Yes. Google AI Studio offers a free tier for Gemini models with no credit card required. You get access to Gemini 2.5 Flash, 2.0 Flash, and 1.5 Pro with rate limits of 10-30 requests per minute depending on the model. The free tier is generous enough for prototyping, personal projects, and low-volume production apps.
What are the rate limits on Gemini's free tier?
Gemini 2.5 Flash gets 10 RPM and 250,000 tokens per minute. Gemini 2.0 Flash gets 15 RPM and 1,000,000 tokens per minute. Gemini 2.5 Pro gets only 5 RPM and 50 requests per day. Daily request caps of 1,500 RPD apply for Flash models.
What is the difference between Google AI Studio and Vertex AI?
Google AI Studio is the free, developer-friendly way to access Gemini with an API key. No GCP project needed. Vertex AI is Google Cloud's enterprise ML platform, which requires a GCP project and billing account. Vertex AI offers $300 in free credits for new accounts, higher rate limits, SLAs, and features like grounding with Google Search. For individual developers, AI Studio's free tier is the better starting point.

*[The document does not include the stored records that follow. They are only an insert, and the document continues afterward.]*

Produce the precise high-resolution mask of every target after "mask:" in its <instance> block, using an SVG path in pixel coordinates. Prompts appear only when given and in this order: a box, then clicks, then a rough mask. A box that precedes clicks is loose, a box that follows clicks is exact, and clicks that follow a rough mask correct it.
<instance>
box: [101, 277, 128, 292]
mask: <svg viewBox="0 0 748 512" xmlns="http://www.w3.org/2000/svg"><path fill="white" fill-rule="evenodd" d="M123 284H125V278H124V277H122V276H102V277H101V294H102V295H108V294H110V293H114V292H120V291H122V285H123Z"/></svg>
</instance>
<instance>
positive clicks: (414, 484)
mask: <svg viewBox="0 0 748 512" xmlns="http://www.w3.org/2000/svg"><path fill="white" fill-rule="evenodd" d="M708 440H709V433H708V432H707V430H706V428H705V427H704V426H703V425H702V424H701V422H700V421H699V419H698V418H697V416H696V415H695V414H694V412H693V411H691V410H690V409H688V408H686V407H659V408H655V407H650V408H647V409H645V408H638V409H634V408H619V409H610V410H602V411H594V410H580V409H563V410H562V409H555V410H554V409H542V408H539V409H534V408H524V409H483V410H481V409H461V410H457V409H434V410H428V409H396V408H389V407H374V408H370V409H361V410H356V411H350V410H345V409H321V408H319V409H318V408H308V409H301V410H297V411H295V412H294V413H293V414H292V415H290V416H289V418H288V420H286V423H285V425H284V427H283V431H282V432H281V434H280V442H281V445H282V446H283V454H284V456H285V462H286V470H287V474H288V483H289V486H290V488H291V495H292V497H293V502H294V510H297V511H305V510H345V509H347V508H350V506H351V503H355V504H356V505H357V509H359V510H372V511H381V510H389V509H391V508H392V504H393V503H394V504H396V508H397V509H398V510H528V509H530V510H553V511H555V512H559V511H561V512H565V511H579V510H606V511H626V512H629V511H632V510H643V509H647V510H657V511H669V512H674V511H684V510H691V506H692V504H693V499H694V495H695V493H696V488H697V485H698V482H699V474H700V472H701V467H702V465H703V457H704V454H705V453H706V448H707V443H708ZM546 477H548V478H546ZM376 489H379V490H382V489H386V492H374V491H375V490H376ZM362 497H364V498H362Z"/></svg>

Does the Gemini free tier include image and video understanding?
Yes. All Gemini models on the free tier support multimodal inputs including images, audio, video, and documents. Multimodal requests count toward the same rate limits as text requests. Token counts for images and video are calculated based on resolution and duration.
When should I upgrade from Gemini's free tier?
Upgrade when you consistently hit rate limits (more than 10-15 RPM), need guaranteed uptime for production apps, want higher throughput for batch processing, or need enterprise features like data residency. Pay-as-you-go starts at $0.075 per 1M input tokens for Gemini 2.0 Flash.
How does Gemini's free tier compare to OpenAI and Anthropic?
Google is the most generous by far. OpenAI gives new accounts $5-$18 in credits that expire after 3 months. Anthropic offers $5 in console credits with no ongoing free tier. Google AI Studio has no expiration and no credit card requirement, making it the only major provider with a true indefinite free API tier.
Can I use the Gemini free tier for commercial applications?
Yes, with a caveat. Google AI Studio's free tier allows commercial use, but Google may use free-tier inputs and outputs to improve its models. If data privacy matters for your application, upgrade to paid or use Vertex AI, which does not use your data for model training.